For almost 30 years, Sonic Youth has been one of the most influential and innovative bands in the rock topography. The band’s story is fully being told in the much-deserved biography, Goodbye 20th Century (Da Capo). Author David Browne, who has followed the band since Bad Moon Rising appeared on his desk as a promo in 1985 and interviewed the group on several occasions, said Sonic Youth was open to being the subject of a biography. “They said, ‘Sure, whenever you want to talk to us, let us know,’” recalls Browne. Browne not only talks to all four members of SY at length, but many of the artists, musicians and actors whose careers were fostered by the band as well. “The interesting thing about the Sonic Youth story to me, outside of their music and career, is that they’re probably one of the most influential bands in rock history but not in the normal way you measure influence,” says Browne. “Their influence is in that you can make this weird music and make a career and sustain yourself, but also in the way you see the impact of the people they’ve brought along.” That includes former collaborators like director Spike Jonze, artists Raymond Pettibone and Richard Prince and actress Chloe Sevigny. They also mentored artists like Nirvana and Beck. “Most of these people were not known to anybody until Sonic Youth ushered them into the mainstream. Their footprints are just as much in their music as it is in their legacy in bringing this alternative arts world with them,” Browne says.

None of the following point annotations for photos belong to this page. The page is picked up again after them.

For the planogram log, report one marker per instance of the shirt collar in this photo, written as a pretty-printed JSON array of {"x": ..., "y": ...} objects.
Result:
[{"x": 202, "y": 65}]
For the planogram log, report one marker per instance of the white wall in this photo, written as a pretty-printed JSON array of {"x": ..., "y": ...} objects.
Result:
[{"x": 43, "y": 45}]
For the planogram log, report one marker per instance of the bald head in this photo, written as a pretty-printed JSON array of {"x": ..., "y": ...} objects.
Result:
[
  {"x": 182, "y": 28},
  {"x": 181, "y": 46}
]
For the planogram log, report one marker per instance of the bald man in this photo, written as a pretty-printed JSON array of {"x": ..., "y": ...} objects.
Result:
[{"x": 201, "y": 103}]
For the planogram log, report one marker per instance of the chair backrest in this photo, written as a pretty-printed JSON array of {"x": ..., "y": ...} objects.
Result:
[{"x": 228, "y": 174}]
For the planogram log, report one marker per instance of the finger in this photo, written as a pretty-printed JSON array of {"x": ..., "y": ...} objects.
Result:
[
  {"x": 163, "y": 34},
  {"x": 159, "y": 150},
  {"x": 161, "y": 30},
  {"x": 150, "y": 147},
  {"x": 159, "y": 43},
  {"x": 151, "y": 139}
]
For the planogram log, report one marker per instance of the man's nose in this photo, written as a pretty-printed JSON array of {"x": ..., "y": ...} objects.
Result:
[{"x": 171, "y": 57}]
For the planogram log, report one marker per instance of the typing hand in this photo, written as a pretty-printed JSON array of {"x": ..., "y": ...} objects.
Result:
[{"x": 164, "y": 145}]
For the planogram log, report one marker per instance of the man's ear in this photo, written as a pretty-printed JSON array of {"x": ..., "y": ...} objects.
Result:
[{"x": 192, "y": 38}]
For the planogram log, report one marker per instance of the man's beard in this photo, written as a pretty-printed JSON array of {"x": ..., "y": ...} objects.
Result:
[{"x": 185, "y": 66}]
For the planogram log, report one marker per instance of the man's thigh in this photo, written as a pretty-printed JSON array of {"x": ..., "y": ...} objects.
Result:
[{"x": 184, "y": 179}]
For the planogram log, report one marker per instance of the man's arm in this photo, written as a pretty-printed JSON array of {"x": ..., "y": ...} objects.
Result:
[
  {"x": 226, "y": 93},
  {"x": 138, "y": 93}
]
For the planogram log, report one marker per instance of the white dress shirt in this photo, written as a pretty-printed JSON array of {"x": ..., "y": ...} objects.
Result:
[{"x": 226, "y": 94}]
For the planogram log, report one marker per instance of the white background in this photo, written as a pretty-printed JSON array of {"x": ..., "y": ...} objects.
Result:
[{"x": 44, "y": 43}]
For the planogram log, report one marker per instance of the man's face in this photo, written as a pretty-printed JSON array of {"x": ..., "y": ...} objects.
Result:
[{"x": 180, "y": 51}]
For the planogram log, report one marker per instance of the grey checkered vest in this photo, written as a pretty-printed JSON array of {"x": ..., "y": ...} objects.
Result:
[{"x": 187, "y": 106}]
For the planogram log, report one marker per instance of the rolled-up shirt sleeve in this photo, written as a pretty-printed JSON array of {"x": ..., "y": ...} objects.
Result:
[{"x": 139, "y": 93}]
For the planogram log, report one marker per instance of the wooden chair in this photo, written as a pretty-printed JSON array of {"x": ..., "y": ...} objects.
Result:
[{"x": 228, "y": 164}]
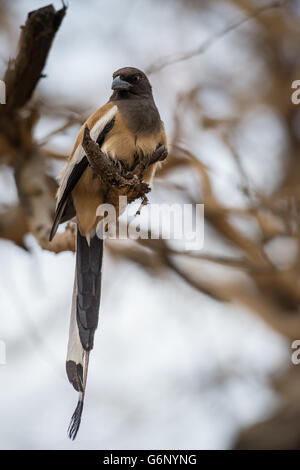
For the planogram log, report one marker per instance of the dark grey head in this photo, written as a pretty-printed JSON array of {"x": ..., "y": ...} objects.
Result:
[{"x": 129, "y": 82}]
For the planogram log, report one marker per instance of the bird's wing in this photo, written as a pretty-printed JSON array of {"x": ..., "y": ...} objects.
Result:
[{"x": 99, "y": 125}]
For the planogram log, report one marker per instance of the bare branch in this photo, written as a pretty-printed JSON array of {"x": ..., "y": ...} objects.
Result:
[{"x": 183, "y": 56}]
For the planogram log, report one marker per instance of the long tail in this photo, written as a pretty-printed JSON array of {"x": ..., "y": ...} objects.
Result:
[{"x": 84, "y": 318}]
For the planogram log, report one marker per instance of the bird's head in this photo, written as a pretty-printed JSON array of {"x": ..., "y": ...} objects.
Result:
[{"x": 131, "y": 81}]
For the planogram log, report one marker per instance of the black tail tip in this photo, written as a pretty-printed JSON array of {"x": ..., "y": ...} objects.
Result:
[{"x": 75, "y": 421}]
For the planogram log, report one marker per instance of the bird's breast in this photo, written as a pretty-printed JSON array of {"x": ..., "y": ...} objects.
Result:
[{"x": 121, "y": 143}]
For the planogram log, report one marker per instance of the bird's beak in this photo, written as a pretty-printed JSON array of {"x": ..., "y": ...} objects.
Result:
[{"x": 119, "y": 84}]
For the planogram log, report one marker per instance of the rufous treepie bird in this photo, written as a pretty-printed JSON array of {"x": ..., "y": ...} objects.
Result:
[{"x": 127, "y": 125}]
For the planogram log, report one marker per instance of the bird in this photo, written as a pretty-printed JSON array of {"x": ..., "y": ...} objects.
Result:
[{"x": 128, "y": 125}]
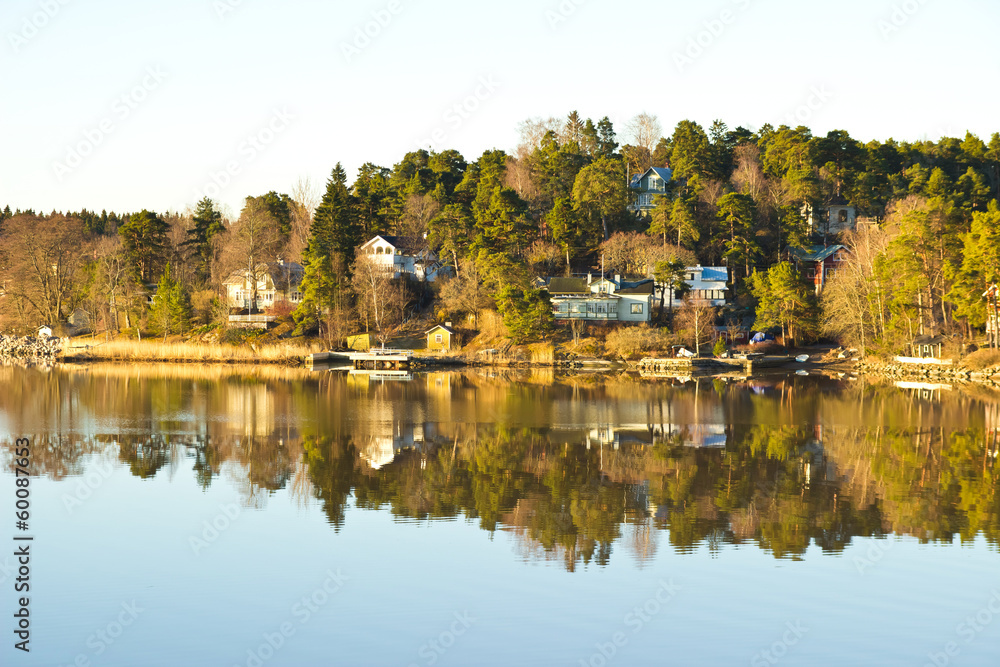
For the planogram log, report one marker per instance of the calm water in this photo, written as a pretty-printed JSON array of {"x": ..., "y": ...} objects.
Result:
[{"x": 270, "y": 517}]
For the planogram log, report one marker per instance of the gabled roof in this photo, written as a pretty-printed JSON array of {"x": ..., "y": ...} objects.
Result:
[
  {"x": 641, "y": 287},
  {"x": 816, "y": 253},
  {"x": 663, "y": 172},
  {"x": 278, "y": 272},
  {"x": 408, "y": 244},
  {"x": 568, "y": 286}
]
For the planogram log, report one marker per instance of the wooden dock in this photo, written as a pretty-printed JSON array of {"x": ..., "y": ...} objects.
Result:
[
  {"x": 378, "y": 359},
  {"x": 688, "y": 366}
]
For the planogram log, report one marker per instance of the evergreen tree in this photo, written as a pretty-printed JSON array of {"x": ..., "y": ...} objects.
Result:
[
  {"x": 334, "y": 235},
  {"x": 207, "y": 223},
  {"x": 144, "y": 238}
]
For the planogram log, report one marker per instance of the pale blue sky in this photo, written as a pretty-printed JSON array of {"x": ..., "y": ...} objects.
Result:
[{"x": 201, "y": 76}]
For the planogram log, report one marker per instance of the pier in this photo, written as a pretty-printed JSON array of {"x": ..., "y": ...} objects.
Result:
[
  {"x": 379, "y": 359},
  {"x": 708, "y": 365}
]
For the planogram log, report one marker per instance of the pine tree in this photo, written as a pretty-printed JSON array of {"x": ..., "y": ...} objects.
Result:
[
  {"x": 334, "y": 235},
  {"x": 144, "y": 237},
  {"x": 207, "y": 223}
]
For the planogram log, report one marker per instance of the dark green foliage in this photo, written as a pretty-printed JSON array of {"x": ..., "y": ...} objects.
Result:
[
  {"x": 144, "y": 238},
  {"x": 527, "y": 313}
]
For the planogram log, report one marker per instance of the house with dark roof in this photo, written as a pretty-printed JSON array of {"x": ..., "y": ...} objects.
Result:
[
  {"x": 819, "y": 263},
  {"x": 602, "y": 300},
  {"x": 836, "y": 217},
  {"x": 276, "y": 282},
  {"x": 705, "y": 283},
  {"x": 405, "y": 256},
  {"x": 647, "y": 186}
]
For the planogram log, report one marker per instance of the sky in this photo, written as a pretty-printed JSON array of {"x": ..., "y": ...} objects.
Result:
[{"x": 124, "y": 105}]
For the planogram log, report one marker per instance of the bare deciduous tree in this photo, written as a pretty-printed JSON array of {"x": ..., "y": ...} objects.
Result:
[
  {"x": 250, "y": 244},
  {"x": 644, "y": 131},
  {"x": 381, "y": 298},
  {"x": 40, "y": 263},
  {"x": 695, "y": 321}
]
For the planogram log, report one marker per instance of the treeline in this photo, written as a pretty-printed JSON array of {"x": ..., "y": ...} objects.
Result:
[{"x": 561, "y": 203}]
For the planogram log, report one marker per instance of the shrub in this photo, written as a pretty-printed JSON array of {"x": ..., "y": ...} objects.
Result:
[
  {"x": 981, "y": 359},
  {"x": 629, "y": 342}
]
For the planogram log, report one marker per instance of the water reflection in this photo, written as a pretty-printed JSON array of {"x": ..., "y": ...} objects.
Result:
[{"x": 573, "y": 468}]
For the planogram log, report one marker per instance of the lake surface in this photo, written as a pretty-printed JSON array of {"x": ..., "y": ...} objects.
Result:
[{"x": 218, "y": 516}]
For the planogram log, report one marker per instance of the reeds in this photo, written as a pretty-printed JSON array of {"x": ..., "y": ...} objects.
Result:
[{"x": 195, "y": 353}]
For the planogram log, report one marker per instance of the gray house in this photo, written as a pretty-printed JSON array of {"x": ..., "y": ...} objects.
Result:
[{"x": 646, "y": 186}]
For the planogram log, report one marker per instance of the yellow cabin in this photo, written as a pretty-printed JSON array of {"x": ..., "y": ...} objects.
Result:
[{"x": 439, "y": 338}]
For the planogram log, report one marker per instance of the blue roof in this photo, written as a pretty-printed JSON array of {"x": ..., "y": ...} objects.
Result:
[
  {"x": 717, "y": 273},
  {"x": 663, "y": 172},
  {"x": 816, "y": 253}
]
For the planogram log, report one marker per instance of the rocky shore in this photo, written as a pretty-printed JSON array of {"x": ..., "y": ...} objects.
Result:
[{"x": 956, "y": 373}]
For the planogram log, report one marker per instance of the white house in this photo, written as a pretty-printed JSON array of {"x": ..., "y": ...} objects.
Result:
[
  {"x": 705, "y": 283},
  {"x": 276, "y": 282},
  {"x": 647, "y": 186},
  {"x": 602, "y": 300},
  {"x": 838, "y": 216},
  {"x": 404, "y": 256}
]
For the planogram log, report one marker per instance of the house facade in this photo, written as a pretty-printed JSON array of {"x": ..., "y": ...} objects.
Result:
[
  {"x": 404, "y": 257},
  {"x": 602, "y": 300},
  {"x": 276, "y": 282},
  {"x": 705, "y": 283},
  {"x": 836, "y": 217},
  {"x": 439, "y": 338},
  {"x": 647, "y": 186},
  {"x": 818, "y": 263}
]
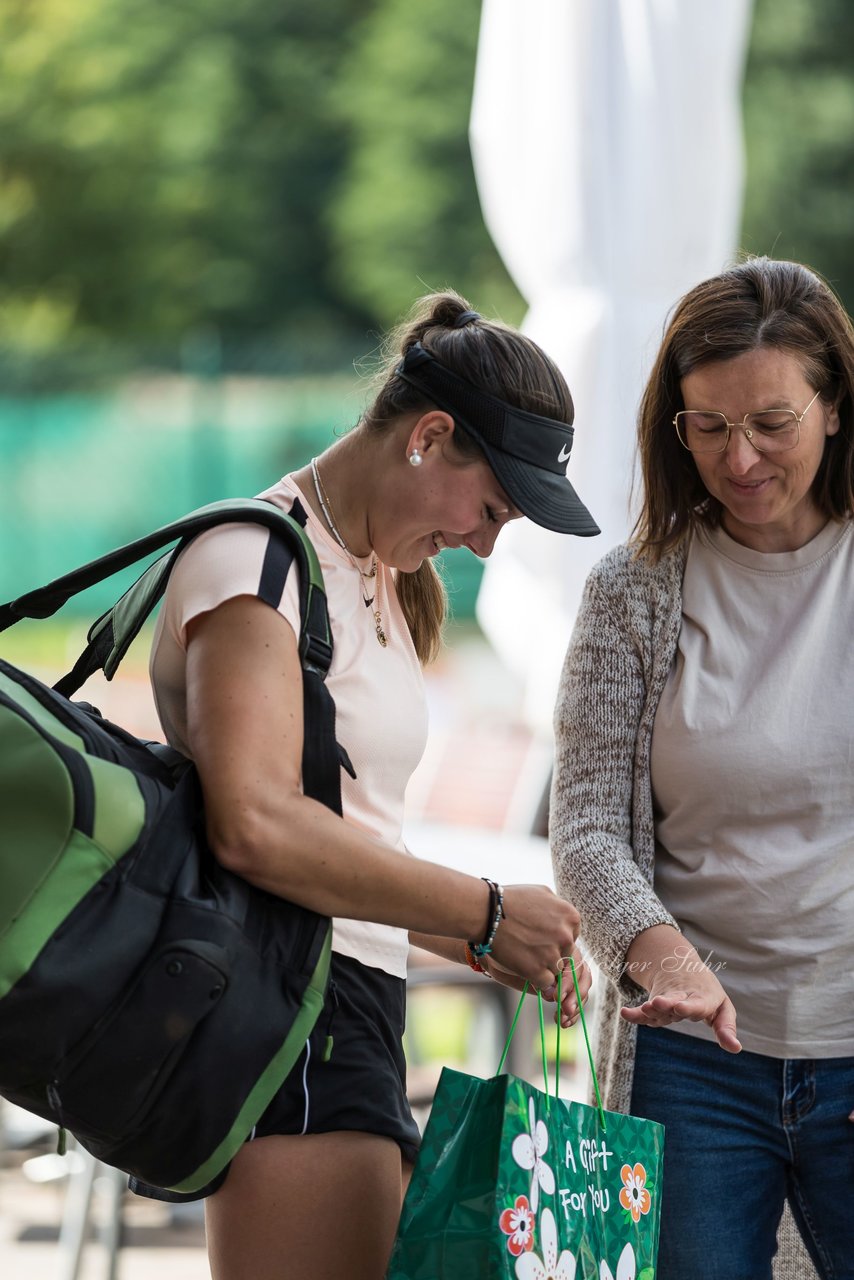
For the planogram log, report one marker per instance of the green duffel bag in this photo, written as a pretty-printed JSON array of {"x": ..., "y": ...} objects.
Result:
[{"x": 151, "y": 1002}]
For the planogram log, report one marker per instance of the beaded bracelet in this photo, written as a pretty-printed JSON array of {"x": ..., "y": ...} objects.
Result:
[{"x": 493, "y": 920}]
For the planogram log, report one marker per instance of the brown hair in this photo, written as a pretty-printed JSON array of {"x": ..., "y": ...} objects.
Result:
[
  {"x": 758, "y": 302},
  {"x": 491, "y": 356}
]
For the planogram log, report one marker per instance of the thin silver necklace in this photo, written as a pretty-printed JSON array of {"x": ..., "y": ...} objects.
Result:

As for the Sonic Youth story, Browne starts at the beginning, when the band had two female vocalists and a keyboardist, through the formative Bad Moon Rising/Sister days, the impact of Daydream Nation, the tumultuous Experimental Jet-Set years, the Jim O’Rourke era to the recasting of Moore and Gordon as rocker parents. “Their family life and their music life seem to co-exist in a funny but natural way. In the kitchen, they have Coco’s soccer schedule taped up on the wall next to an Iggy & the Stooges calendar. There’s a constant juxtaposition,” Browne remembers. As for the book’s title, taken from one of the band’s obscure avant-garde EPs, Browne feels the band “were the start of a real paradigm shift in rock in the early Eighties when they said ‘Our building blocks aren’t going to be what everyone says they should be: blues, country, R&B, folk. We’re starting from ground zero. If you want to go on stage and plug a drill into a wah-wah pedal and scream into the microphone for 10 minutes, that’s a song.’ So I feel the title of the book summed up their approach to their art.”